Buy in the UK | Buy in Canada

Magdalen Nabb’s protagonist Marshal Salvatore Guarnaccia, a Sicilian, is based in Florence in charge of one of the city’s small police outposts. He feels he has neither the rank not the intellect to be solving murder cases, although in Nabb’s novels he is always solving the murders that inevitably occur.

There are now at least 12 of these novels, DEATH OF A DUTCHMAN, being the second in the series now being republished. In the present novel, the marshal is trying to placate an elderly woman who is always phoning the police about some unusual occurrence where she lives. In this case as a result he discovers a murdered Dutch jeweler, who lived in the same building as the elderly woman.

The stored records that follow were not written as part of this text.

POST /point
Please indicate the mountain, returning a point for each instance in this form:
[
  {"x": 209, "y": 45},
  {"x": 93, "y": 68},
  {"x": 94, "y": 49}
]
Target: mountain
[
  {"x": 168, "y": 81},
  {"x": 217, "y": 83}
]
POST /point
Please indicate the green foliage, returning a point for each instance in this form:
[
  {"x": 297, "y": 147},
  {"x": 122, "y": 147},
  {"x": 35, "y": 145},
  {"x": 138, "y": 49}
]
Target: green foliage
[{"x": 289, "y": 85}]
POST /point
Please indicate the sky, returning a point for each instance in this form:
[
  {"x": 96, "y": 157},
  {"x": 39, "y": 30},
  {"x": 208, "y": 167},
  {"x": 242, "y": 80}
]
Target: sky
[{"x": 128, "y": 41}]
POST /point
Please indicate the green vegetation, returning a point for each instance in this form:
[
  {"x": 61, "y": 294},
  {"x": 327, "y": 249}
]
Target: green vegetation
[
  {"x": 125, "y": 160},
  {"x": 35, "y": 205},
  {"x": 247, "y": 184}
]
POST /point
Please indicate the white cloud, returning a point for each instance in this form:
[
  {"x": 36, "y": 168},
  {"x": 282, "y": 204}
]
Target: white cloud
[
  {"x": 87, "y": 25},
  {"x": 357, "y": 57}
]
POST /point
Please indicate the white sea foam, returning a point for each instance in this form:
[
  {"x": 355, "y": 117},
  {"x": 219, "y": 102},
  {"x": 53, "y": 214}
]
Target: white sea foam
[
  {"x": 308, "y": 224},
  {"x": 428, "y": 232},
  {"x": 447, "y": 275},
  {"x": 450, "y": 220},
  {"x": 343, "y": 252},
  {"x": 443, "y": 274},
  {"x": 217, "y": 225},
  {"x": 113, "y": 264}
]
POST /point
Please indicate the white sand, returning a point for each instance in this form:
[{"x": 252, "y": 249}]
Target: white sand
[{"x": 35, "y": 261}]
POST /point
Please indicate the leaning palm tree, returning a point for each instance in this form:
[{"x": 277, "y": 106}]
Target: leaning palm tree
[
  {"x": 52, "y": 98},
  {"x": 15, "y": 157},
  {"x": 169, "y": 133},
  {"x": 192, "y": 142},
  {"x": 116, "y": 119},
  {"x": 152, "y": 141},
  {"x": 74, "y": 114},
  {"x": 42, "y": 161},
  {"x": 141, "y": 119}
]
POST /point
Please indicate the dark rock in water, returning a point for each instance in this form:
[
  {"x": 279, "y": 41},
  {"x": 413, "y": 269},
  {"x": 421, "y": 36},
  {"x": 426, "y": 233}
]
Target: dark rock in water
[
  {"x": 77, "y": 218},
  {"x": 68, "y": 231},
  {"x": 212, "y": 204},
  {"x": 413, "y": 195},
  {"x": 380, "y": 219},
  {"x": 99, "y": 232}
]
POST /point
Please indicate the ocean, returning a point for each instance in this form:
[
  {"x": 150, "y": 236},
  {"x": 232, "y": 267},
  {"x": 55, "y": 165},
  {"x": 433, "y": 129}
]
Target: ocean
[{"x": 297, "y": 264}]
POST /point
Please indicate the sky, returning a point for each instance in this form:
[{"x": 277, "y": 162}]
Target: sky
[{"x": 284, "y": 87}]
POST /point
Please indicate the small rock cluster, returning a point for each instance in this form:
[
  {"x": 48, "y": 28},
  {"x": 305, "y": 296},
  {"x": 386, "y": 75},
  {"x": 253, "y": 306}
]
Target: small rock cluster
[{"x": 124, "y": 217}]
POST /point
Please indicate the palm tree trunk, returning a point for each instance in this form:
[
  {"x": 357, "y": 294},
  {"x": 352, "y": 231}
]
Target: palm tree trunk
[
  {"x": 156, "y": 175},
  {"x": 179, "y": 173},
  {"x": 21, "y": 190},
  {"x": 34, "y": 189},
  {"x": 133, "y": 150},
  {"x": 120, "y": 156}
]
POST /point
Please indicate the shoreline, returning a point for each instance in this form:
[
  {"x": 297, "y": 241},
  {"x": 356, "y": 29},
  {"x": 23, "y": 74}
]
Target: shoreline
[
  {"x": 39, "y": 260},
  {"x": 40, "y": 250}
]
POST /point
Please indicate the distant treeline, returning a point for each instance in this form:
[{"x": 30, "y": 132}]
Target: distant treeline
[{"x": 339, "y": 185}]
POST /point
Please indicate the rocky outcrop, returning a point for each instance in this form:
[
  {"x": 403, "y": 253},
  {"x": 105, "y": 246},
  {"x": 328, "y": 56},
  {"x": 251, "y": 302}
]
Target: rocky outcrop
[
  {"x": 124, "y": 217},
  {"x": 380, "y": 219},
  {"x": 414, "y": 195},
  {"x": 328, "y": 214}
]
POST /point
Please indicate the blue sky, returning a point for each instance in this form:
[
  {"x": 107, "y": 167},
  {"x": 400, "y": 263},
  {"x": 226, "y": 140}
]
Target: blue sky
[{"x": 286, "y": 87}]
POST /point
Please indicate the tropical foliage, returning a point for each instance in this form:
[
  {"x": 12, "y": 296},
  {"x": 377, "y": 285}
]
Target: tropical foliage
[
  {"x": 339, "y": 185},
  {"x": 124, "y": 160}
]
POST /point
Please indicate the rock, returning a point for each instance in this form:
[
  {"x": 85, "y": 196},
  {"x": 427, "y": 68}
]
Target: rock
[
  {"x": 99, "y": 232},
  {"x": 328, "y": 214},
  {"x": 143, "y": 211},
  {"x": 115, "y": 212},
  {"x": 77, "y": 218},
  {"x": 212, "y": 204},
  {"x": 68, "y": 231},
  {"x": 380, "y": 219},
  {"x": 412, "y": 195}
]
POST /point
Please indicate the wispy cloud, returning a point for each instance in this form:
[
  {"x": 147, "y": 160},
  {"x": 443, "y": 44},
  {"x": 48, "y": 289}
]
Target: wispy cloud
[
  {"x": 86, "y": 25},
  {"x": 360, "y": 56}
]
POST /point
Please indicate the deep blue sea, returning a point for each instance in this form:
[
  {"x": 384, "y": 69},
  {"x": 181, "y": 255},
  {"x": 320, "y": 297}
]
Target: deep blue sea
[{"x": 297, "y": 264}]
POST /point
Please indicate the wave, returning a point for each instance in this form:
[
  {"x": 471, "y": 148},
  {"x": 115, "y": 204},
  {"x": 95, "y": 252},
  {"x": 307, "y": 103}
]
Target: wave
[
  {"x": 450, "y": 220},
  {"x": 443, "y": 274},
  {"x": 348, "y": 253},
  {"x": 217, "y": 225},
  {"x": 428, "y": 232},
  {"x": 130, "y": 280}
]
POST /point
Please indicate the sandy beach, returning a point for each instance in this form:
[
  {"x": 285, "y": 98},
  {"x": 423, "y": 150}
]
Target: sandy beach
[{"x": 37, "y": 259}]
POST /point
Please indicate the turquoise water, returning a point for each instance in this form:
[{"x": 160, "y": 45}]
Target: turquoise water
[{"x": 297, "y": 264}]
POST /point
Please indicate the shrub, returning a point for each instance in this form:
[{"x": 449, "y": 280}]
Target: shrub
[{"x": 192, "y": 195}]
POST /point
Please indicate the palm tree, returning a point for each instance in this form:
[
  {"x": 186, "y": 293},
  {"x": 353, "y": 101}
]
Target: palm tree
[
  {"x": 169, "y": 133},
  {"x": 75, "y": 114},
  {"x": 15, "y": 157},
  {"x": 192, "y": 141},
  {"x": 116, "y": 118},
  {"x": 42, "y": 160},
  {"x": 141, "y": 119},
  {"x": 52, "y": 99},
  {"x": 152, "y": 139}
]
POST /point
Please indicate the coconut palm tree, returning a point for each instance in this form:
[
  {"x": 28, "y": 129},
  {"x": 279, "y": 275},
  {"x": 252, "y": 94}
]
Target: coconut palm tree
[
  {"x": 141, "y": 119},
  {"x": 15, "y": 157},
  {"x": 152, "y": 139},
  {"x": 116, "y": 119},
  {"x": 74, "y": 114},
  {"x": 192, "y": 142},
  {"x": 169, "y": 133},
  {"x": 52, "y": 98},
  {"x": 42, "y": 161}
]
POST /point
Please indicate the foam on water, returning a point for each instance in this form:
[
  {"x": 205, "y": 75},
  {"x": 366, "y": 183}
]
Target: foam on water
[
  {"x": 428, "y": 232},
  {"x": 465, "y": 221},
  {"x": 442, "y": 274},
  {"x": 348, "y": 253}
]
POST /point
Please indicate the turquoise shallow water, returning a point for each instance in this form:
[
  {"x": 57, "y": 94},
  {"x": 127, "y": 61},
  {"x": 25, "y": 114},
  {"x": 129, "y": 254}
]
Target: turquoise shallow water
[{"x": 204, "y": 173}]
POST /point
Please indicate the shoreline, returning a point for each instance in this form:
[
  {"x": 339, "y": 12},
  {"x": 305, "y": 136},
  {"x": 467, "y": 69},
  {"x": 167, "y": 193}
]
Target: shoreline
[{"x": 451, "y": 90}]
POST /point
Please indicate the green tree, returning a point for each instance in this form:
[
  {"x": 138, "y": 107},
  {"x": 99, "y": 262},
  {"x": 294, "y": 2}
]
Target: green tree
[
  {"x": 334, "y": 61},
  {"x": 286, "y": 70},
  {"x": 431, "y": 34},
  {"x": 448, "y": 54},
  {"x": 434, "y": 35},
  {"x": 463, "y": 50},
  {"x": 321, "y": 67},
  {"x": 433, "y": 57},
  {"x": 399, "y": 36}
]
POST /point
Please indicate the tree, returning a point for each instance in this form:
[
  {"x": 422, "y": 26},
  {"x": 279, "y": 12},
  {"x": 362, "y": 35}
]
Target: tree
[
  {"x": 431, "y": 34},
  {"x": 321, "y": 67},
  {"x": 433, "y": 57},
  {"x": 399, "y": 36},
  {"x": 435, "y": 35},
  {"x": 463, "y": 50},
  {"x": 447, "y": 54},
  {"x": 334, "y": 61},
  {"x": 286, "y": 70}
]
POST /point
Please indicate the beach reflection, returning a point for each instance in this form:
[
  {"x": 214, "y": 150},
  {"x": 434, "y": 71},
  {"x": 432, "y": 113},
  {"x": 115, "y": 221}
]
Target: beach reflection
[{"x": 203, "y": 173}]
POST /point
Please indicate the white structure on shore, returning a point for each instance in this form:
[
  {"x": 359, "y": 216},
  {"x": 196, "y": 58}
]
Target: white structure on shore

The officer in charge of the case is young and inexperienced, and he relies considerably on Guarnaccia to pursue the investigation. The matter grows in importance (and complexity) as the marshal discovers information about the various individuals involved in the recent or past life of the jeweler, including among others the Dutchman’s now widowed wife, his second wife, his stepmother and her sister, and a fellow jeweler to whom the Dutchman had turned over his business. There is also a poignant note of sadness when two Italian intelligent officers become involved on the case’s periphery and are responsible for a horrendous mistake.

DEATH OF A DUTCHMAN moves at an interesting pace from what seems to be a rather insignificant non-crime to a major case of intriguing tangents. As in the other Marshal Guarnaccia stories, the action takes place in a fascinating city and leads us through the city’s districts, streets, and buildings with the kind of detail that could almost serve as a travel guide.

I find it helpful to accompany my reading of the story with a city guide book of Florence. Although I made notes as I read the novel, I might have profited more – and thus offer this advice to future readers – if I had written down in more detail the relationship between characters. As an English-language writer of mysteries set in modern Italy, Nabb takes her place among similar excellent novelists, such as Donna Leon and Iain Pears.